C'est toujours le récit de la fin, de la chute d'un monde qui avait bien des défauts, mais qui était malgré tout chéri.
Si La marche est teinté d'une certaine ironie, La crypte des capucins est davantage vu comme un texte sombre et sans espoir. En effet, Roth, qui s'est exilé à Paris lors de la montée du nazisme en 1933 (et jusqu'à sa mort en -39) a passé un dernier séjour dans sa Vienne adorée, en 1938, soit la même année que la publication de ce livre, la même année que l'annexion de l'Autriche par l'Allemagne à laquelle l'auteur a assisté avant de revenir en France.

Si c'est un roman plus sombre, c'est bel et bien parce qu'il a été écrit à une période plus sombre. L'auteur parlait d'un monde révolu, celui de l'Empire Austro-Hongrois, désormais, le monde est mort, sans possibilité de régénération.

Notre héros est bien loin des Trotta, il se prénomme François-Ferdinand Trotta est vit la grande vie à Vienne. Il ne sait pas grand chose, ne fait pas grand chose non plus, si ce n'est vivre de manière légère comme seul un bourgeois sans souci peut le faire.
Et puis fatalement, c'est la chute. Après s'être engagé dans la Première Guerre mondiale, il reviendra sans honneur, sans rien en fait. le monde a changé, il lui va falloir changer également.

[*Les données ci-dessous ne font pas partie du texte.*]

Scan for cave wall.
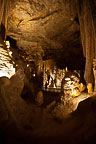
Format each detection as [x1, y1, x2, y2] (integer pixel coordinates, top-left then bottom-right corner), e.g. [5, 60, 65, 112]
[77, 0, 96, 83]
[0, 0, 96, 83]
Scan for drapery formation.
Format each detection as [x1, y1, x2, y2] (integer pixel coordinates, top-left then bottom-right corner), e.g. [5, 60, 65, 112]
[77, 0, 96, 83]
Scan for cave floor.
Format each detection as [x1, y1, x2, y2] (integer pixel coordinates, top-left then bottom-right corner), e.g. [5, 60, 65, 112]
[0, 92, 96, 144]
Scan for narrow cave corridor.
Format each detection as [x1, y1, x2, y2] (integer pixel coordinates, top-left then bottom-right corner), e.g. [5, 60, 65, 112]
[0, 0, 96, 144]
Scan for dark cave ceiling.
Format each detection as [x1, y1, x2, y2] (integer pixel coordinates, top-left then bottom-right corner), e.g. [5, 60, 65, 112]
[0, 0, 83, 68]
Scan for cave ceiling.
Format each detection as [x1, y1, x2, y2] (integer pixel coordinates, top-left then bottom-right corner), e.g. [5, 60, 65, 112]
[7, 0, 82, 67]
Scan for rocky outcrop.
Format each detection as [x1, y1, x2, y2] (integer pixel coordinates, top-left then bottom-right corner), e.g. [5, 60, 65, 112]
[8, 0, 82, 67]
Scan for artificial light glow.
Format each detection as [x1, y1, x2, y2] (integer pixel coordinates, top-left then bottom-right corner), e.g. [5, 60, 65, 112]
[5, 41, 10, 48]
[0, 41, 15, 78]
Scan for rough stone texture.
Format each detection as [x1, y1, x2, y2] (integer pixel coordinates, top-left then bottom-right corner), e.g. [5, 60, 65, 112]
[8, 0, 82, 68]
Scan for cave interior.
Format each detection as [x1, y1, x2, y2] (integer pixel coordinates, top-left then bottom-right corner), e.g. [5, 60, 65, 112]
[0, 0, 96, 144]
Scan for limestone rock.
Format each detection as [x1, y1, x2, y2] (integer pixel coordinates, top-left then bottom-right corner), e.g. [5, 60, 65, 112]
[36, 91, 44, 105]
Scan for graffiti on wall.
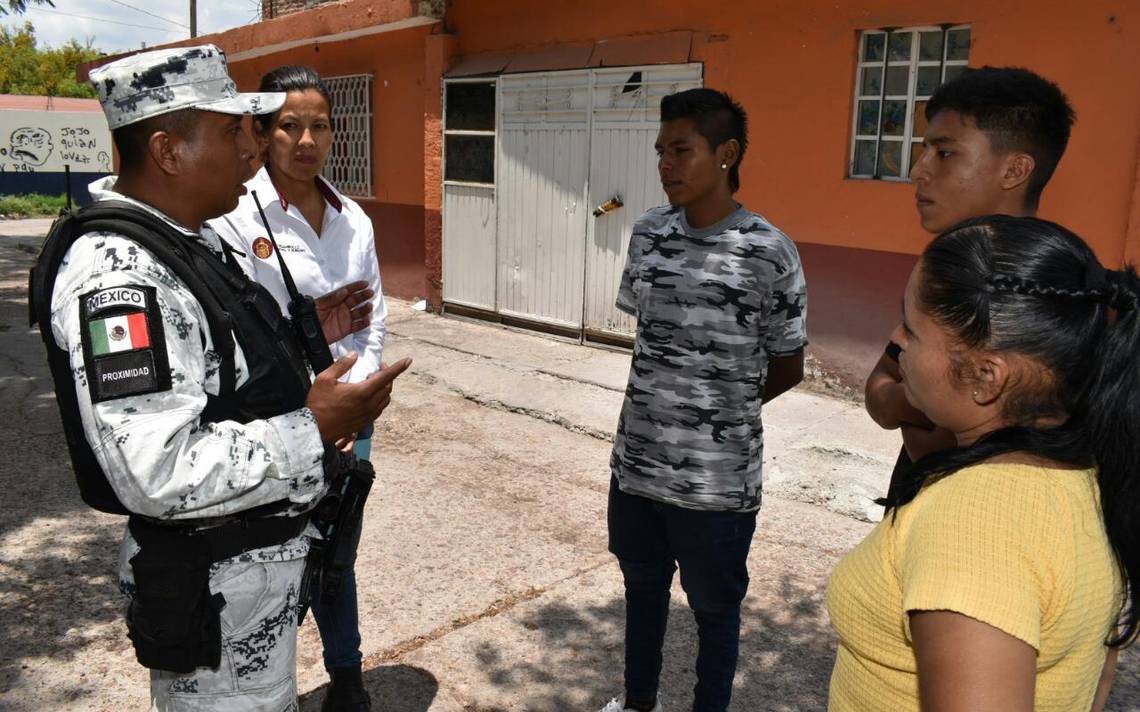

François-Ferdinand est incapable, il est paralysé par une vie trop douce, si bien que quand la dure réalité le rattrape, il ne peut rien faire, il est impuissant et on comprend à quel point cet homme est la représentation de l'Empire perdu. Antihéros sans ambition, il est à l'image de ce monde dans lequel il a toujours évolué, mais dont il n'a pas compris la chute. Les illusions se bousculent et explosent.

Pourtant, il y a la base d'un beau message de tolérance dans ce roman, celle d'une amitié entre trois hommes que tout opposent, ils sont de religions et classes sociales différentes, la seule chose qu'ils ont en commun : l'Empire.
Le message de l'auteur, c'est aussi que l'Empire, ce n'était pas seulement Vienne et Budapest (capitale de l'empire d'Autriche, du royaume d'Hongrie), l'Empire, c'était aussi tous ces lieux reculés, c'était la Galicie par exemple (lieu de naissance de l'auteur) tout autant que la Moravie ou la Bohême.